The BBB is a major obstacle for the treatment of brain disease with biologicals. Under healthy conditions, it is only permeable for lipophilic molecules of up to 400 kDa of size [36]. In addition, the delivery of conventional antibodies to the brain is further hampered by the Fc-receptor mediated efflux to the blood [37]. Therefore, nanobodies lacking an Fc-part represent a promising alternative to reach targets behind the BBB. Yet, under non-pathological conditions monovalent nbs do not reach sufficient concentrations for in vivo brain imaging [38] or therapeutic purposes [39]. In stroke, a biphasic BBB breakdown is caused by activated matrix metalloproteinase -2 (MMP-2), MMP-3 and MMP-9 [40, 41]. The breakdown of the BBB is initially reversible but becomes permanent with the mounting release of MMP-3 and MMP-9 [42]. These findings suggest that antibodies or nanobodies would have an easier access to the brain. However, as we can show here, only a minor portion of the intravenously injected nanobodies reached the brain. While macrophages from the blood stream were quickly covered with nanobodies, when they reached the brain, microglia did not carry any nanobodies and their function was unimpaired (Fig. 4). These observations are similar to observations in antibody crossing of the BBB where usually a direct shuttle system such as the transferrin receptor is needed in order to enter the brain [43].

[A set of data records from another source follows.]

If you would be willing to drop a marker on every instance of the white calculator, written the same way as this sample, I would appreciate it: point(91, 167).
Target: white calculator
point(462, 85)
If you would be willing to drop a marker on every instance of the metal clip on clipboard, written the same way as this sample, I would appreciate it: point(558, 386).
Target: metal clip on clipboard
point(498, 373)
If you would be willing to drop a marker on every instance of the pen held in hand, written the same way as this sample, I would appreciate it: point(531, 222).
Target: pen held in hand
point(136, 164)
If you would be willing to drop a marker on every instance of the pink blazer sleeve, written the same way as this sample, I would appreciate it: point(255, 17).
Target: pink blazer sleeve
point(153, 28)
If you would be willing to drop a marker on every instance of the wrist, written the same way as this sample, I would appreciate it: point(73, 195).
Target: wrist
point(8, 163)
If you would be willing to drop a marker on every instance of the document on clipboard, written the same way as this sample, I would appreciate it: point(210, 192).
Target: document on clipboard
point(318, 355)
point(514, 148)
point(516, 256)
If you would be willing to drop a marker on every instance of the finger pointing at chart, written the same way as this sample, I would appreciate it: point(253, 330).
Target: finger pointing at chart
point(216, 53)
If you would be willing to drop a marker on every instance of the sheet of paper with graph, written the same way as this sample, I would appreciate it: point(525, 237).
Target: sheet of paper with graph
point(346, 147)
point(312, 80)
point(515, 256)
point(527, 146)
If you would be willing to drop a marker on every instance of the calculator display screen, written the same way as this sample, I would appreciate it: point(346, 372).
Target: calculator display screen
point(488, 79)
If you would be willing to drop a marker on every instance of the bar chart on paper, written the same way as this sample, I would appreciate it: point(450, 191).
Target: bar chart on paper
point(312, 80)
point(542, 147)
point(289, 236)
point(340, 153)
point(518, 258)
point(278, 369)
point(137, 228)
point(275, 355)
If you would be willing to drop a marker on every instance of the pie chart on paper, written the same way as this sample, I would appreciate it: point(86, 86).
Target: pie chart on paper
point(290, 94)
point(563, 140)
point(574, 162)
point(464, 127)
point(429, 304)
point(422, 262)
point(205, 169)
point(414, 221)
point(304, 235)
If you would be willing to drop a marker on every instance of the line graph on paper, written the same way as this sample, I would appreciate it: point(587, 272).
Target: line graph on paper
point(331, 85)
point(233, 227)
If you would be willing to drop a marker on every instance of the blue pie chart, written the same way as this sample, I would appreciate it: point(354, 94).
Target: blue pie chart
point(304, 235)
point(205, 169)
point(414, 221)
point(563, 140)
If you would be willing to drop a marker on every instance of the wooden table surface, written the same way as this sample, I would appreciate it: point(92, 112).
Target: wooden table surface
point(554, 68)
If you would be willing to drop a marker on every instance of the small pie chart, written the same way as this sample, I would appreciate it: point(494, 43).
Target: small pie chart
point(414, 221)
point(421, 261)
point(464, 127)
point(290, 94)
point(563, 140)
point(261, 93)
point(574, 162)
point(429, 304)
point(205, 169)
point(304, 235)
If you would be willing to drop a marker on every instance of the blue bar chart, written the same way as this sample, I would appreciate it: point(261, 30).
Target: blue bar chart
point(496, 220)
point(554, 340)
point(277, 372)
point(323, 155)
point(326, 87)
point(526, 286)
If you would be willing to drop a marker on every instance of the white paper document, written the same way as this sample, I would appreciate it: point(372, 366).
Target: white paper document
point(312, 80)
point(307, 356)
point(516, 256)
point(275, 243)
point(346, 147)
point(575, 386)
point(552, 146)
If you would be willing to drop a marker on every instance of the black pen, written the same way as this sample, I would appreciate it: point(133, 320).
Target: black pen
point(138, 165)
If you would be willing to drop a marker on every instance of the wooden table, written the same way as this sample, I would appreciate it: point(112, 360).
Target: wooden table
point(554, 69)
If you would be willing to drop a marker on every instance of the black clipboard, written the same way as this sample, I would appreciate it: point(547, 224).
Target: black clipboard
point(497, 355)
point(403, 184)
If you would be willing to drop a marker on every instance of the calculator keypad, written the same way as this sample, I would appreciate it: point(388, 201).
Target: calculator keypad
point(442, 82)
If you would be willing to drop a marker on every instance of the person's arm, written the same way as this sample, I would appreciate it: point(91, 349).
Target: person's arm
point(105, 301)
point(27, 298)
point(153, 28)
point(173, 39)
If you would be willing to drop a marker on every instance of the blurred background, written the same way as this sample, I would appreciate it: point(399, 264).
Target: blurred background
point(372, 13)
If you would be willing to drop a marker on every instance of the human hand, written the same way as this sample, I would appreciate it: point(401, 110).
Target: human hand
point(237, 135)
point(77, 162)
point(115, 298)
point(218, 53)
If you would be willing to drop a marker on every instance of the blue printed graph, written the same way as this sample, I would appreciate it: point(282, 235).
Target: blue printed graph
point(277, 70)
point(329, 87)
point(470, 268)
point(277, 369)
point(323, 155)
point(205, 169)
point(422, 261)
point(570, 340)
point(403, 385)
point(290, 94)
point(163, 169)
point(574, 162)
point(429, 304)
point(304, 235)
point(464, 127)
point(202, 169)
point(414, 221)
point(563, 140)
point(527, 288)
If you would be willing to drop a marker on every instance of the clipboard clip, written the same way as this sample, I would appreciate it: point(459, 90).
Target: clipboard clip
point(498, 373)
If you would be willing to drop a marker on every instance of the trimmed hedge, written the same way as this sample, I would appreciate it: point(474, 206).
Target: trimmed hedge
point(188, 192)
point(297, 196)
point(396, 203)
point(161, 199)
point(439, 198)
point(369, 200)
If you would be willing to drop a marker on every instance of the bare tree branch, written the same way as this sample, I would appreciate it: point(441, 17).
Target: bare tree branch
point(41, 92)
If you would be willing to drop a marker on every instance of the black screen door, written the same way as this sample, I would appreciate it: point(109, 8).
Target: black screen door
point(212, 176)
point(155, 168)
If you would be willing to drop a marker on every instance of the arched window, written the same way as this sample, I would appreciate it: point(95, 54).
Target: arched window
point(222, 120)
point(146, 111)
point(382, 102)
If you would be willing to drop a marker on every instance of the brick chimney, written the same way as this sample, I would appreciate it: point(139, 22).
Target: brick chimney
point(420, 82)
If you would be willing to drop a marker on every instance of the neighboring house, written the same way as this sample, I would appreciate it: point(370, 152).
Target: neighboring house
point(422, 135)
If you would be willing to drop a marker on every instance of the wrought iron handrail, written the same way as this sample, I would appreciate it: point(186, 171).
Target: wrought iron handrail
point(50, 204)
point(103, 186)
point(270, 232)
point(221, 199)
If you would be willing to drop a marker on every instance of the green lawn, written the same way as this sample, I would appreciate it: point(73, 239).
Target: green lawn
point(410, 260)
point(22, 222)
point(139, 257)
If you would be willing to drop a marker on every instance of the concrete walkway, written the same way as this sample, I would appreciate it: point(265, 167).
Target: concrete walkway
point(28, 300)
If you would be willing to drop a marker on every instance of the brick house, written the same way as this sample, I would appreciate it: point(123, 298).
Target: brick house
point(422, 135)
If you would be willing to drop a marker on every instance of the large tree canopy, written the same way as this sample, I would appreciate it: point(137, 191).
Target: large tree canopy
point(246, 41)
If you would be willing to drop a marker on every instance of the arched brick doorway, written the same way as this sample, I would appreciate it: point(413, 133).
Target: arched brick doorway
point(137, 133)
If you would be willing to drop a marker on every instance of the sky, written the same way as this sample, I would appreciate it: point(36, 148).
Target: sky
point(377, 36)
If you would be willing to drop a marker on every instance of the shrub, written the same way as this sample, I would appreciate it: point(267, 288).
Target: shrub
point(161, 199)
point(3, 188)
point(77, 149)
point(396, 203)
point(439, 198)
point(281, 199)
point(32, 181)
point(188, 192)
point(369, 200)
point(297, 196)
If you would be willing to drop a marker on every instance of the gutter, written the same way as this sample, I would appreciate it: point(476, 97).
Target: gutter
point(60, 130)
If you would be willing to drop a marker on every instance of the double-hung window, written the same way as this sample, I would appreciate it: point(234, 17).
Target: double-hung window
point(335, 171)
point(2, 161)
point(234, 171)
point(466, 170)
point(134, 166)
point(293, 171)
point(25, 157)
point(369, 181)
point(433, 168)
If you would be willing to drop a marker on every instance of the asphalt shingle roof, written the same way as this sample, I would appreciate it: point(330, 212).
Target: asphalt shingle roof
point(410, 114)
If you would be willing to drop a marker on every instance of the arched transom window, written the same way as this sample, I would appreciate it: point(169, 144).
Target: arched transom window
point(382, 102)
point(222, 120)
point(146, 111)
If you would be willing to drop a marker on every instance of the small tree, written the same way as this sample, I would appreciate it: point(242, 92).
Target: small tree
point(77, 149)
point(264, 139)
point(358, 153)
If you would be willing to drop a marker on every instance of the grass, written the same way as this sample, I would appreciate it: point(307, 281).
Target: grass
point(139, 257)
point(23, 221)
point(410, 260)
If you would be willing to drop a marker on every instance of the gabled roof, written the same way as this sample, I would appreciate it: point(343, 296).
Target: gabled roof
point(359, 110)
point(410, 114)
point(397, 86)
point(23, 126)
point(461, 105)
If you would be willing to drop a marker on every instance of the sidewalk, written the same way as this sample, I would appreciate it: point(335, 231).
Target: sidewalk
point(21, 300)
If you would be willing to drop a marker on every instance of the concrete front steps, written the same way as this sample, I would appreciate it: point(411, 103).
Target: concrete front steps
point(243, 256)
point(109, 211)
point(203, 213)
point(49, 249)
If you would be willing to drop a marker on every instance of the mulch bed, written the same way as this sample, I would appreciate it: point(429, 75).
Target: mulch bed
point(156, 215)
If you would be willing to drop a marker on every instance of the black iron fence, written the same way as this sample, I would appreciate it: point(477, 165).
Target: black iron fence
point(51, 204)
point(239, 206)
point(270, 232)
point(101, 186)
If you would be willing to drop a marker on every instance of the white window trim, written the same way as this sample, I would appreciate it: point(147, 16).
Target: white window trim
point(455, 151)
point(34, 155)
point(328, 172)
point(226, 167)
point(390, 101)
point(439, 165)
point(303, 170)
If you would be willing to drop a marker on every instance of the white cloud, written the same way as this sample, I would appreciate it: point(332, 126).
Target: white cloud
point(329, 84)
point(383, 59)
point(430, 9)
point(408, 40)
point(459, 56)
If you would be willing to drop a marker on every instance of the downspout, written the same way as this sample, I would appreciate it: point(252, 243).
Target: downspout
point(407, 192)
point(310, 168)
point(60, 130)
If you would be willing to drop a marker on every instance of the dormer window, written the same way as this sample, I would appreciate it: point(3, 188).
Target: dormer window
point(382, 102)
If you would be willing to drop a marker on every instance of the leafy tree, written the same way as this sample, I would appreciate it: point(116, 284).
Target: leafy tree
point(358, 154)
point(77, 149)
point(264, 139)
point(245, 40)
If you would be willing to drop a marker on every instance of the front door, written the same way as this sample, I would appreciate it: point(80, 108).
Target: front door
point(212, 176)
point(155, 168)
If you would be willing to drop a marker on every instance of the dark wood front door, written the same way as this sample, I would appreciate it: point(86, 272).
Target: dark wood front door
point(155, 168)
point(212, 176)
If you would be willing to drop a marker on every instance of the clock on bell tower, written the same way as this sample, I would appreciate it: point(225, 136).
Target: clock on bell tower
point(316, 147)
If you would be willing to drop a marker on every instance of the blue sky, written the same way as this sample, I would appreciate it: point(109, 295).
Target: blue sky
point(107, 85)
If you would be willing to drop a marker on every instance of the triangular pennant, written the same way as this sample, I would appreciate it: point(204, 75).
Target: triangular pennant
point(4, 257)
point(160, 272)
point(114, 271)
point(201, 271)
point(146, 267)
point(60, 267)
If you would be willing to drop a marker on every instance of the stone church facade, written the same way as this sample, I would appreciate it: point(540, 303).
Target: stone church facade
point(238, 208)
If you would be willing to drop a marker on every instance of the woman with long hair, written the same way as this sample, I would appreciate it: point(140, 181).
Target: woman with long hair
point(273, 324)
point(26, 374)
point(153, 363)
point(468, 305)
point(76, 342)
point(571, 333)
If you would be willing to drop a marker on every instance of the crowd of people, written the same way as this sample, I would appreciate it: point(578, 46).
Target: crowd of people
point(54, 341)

In stroke, microglia are the first immune cell to respond while macrophages enter the brain at later stages [15]. Therefore, it is not surprising that there was no difference in ischemic lesion size after iv nanobody injection. In contrast, after an intra-ventricular injection of P2X7 nanobody, we could reach an up to 95% of the microglia. This level of P2X7R blockage was sufficient to inhibit microglial IL-1β secretion and improved outcome. Our study shows that an inhibition of signaling by eATP is only effective if it is done early and reaches the microglia population. In humans, microglial P2X7R blockage could be accomplished by lumbar injection into the cerebral spinal fluid. This way of direct injection in the CNS is already used as a therapeutic option for other neurological diseases like neuronal ceroid lipofuscinosis [44].